Stephen Foots: Yes. I mean, good question. I mean, it's still to be proven because we're learning as we go along. I mean, the they looks like the similar margins. I think the issue is not so much the margin, it's the capability to make it. At the moment, Avanti lose -- it's a great business model, but it's not the perfect business model because they can have a lot of these small scale, one kilos, maybe half kilo quantities up to five kilos quantities, something in that area, they can satisfy from their own plant. But anything beyond that, when you scale up, they have to outsource to another partner. So they lose, I think they lose a significant contribution when they do that. And clearly we want to pick that contribution up. So I think it's not so much margin. The margin is still very high. I'm not sure if there's much change between that, but it's the losing out of the opportunity to scale up, which is very rewarding. That's the lucrative part is the manufacturing of it. And just to give you some feel for these things, we -- we've moved along that continuum from consumer health is ₤3, ₤4 a kilo and some of the Avanti products, you're into hundreds of thousands of pounds a kilo. So you're talking about different ball game, which is great. So we'll certainly once we've got a selling global reach, we'll certainly learn how to price the product correctly in this space as well, because we think we're good book. We can be better. So I think that's going to be great as well. So, yes, lots of good opportunities, but we just want to get them on board and really get them working with the rest of Croda. Jez, has just got an additional point for you as well.

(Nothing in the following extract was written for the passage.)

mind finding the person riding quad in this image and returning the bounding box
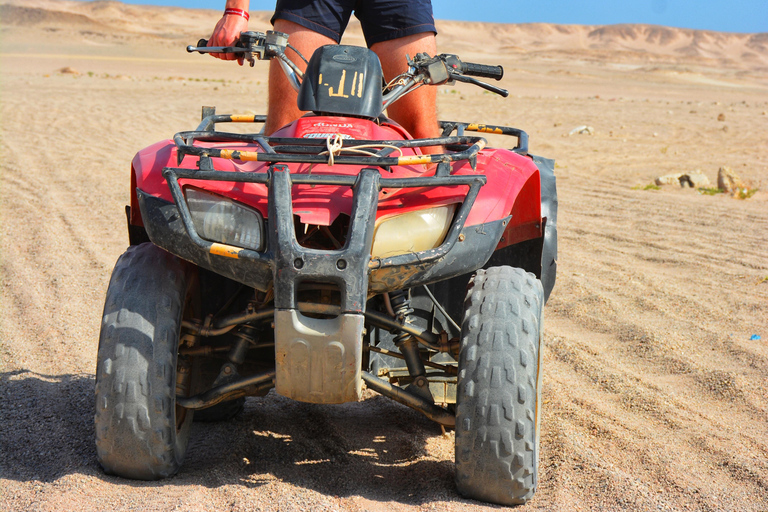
[208,0,441,145]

Jeremy Maiden: Yes. Hi, Tom. From the investment side, it's a one invested site in Alabama. And that as happens, we're already well into the expansion, obviously of the main site in Pennsylvania. That's the Croda manufacturing site and then we have the two other sites in the U.K and in Japan and we have expansions already underway in those. So generally to just broadly the volume of the specialty excipients and drug delivery systems that we can do. So I think that's already part of our plan and these expansions are typically between ₤10 million and ₤20 million each. So they're quite modest in the scale of expansions and things that we can cope with in the normal program really. And it's just about getting the capacity in place in time to meet the market growth.

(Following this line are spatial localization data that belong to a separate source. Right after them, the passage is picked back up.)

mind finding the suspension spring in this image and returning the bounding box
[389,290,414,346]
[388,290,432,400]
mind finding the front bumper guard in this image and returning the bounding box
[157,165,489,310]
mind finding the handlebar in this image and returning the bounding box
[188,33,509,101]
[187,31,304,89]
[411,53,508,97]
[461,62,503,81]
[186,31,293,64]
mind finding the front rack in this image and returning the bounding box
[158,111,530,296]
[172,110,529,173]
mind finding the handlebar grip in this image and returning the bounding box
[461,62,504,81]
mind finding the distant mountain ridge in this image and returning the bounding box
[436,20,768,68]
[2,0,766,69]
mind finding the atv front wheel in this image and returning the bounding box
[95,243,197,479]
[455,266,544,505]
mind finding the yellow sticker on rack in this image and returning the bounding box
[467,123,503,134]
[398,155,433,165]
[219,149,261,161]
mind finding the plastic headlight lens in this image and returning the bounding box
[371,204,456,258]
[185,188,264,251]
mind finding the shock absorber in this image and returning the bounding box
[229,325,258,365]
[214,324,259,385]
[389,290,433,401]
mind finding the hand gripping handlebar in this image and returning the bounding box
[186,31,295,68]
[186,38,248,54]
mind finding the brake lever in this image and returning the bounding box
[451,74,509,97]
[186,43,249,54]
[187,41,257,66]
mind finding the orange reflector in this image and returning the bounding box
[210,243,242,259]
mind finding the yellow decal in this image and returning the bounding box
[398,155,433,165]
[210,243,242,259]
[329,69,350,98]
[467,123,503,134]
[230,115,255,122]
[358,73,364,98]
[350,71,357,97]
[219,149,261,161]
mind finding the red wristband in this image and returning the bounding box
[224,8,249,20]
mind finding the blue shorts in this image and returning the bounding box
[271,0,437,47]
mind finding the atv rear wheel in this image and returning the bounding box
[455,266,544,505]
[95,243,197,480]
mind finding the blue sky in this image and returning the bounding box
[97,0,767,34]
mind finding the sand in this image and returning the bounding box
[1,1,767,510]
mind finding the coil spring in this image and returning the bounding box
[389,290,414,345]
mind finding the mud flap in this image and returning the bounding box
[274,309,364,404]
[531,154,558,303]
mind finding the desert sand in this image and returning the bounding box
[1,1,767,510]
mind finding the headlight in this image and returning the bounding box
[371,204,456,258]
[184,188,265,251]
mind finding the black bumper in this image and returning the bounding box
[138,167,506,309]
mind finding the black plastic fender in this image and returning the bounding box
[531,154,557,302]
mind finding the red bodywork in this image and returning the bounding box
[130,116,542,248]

Tom Wrigglesworth: Great. Thank you, both.
Stephen Foots: Thank you.
Operator: We have no further questions. So back to you, David.
Stephen Foots: Yes. Yes, let me just wrap up. I mean what we had, didn't what I didn't do at the start and my mistake was not to welcome David Bishop to the organization. Despite him being not even a forest fan, we think he is going to do really well for us. So you've all probably had conversations with him now. So hugely and like you did with Conleth, and I'm sure you'll get the responses that you want. But I think just in summary, originally in performance, and I think more than that is we're investing in the business. We're accelerating our investment where we can, and we've got these refresh strategic priorities, which I think are going to be very important to us in the medium term to capture new growth. And of course we are investing in R&D and digital, but we're investing in acquisitions as well. So, we feel like we're coming out of it stronger than we were going in and that bodes well for certain near and medium term for the group. So thanks very much for your questions. And we'll see you when we see you.
Operator: Ladies and gentlemen, this concludes today's call. Thank you for joining. You may now disconnect your lines.